Of course, the story does not end there. In a shocking denoument, the man, still unnamed, typically, goes overboard. He has no greater a sense of himself than he did at the beginning. The man who knew only that he did not like green eggs and ham now knows only that he does. And, just as he was adamant about not eating it before, he is now adamant about eating it now. He crows to the skies regarding his plans to eat green eggs and ham in every possible situation, whether it is called for or not. For example it is not necessary to eat green eggs and ham in a box — in one’s kitchen, in the morning, would seemingly do just fine. Why insist on eating green eggs and ham with a goat? (Seuss draws the line at animals who would probably be interested in eating green eggs and ham, but it’s not hard to imagine that, before long, the unnamed protagonist will be forcing this food on chickens and pigs, unaware of his callous disregard for life.) So while Sam is triumphant in his quest to spread the gospel of green eggs and ham, what Seuss is really getting at is the unchanging simple-mindedness of the masses. “Thank you, thank you, Sam-I-am” intones the protagonist with the attitude of an “amen,” utterly forgetting that, just one madcap romp earlier, he hated this tiny, furry man and his plate of food. The man with no identity still has no identity — he’s just as happy being a green-eggs-and-ham eater as he was being a non-green-eggs-and-ham-eater. This is the knot of the problem Seuss, the master moralist and social critic, presents to us: things may change, but the masses, on a deeper level, do not change. Today it will be green eggs and ham, tomorrow it will be television or hula hoops or iPods, whatever shiny new thing the persuasive new voice brings. The day after it will be Nazism.

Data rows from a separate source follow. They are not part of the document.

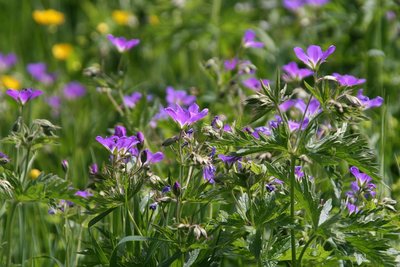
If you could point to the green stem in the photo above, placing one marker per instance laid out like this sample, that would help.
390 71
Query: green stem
305 248
292 233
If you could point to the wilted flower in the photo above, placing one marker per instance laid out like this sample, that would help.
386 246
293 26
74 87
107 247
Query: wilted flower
179 97
254 83
61 51
39 72
130 101
185 117
293 73
248 40
84 194
48 17
315 56
123 44
7 61
347 80
24 95
74 90
369 103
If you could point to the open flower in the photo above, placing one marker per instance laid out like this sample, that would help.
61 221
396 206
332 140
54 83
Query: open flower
123 44
315 56
24 95
347 80
248 40
369 103
293 73
186 117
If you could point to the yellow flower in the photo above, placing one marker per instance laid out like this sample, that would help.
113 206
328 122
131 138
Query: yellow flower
154 20
10 82
121 17
61 51
34 174
48 17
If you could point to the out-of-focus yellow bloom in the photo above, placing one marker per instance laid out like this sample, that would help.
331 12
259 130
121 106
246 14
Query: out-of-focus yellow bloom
10 82
121 17
62 51
48 17
102 28
154 20
34 174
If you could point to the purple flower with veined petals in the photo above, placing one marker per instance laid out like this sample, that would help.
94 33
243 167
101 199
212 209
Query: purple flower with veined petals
231 64
179 97
254 83
347 80
122 44
185 117
248 40
261 130
153 157
369 103
39 72
7 61
315 56
24 95
74 90
120 131
209 173
130 101
229 159
84 194
294 73
352 208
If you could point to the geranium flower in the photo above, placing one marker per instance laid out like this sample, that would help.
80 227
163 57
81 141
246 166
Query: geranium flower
24 95
123 44
186 117
315 56
347 80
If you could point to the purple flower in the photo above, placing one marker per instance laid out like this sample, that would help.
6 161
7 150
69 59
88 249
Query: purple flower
84 194
179 97
352 208
7 61
153 206
231 64
166 189
151 158
254 83
298 172
186 116
369 103
248 40
261 130
315 56
39 72
24 95
347 80
130 101
93 169
293 73
120 131
229 159
122 44
74 90
209 173
4 159
116 144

UPDATE: It occurs to me that the name “Sam-I-Am” is almost a homonym for “I am that I am,” the name the Old Testament God gave to Moses. Perhaps Sam-I-Am is God and the “Green Eggs and Ham” represent the new covenant with mankind, a different kind of trinity. This would, perhaps, make the unnamed protagonist Saul who became Paul and the train track the Road to Damascus.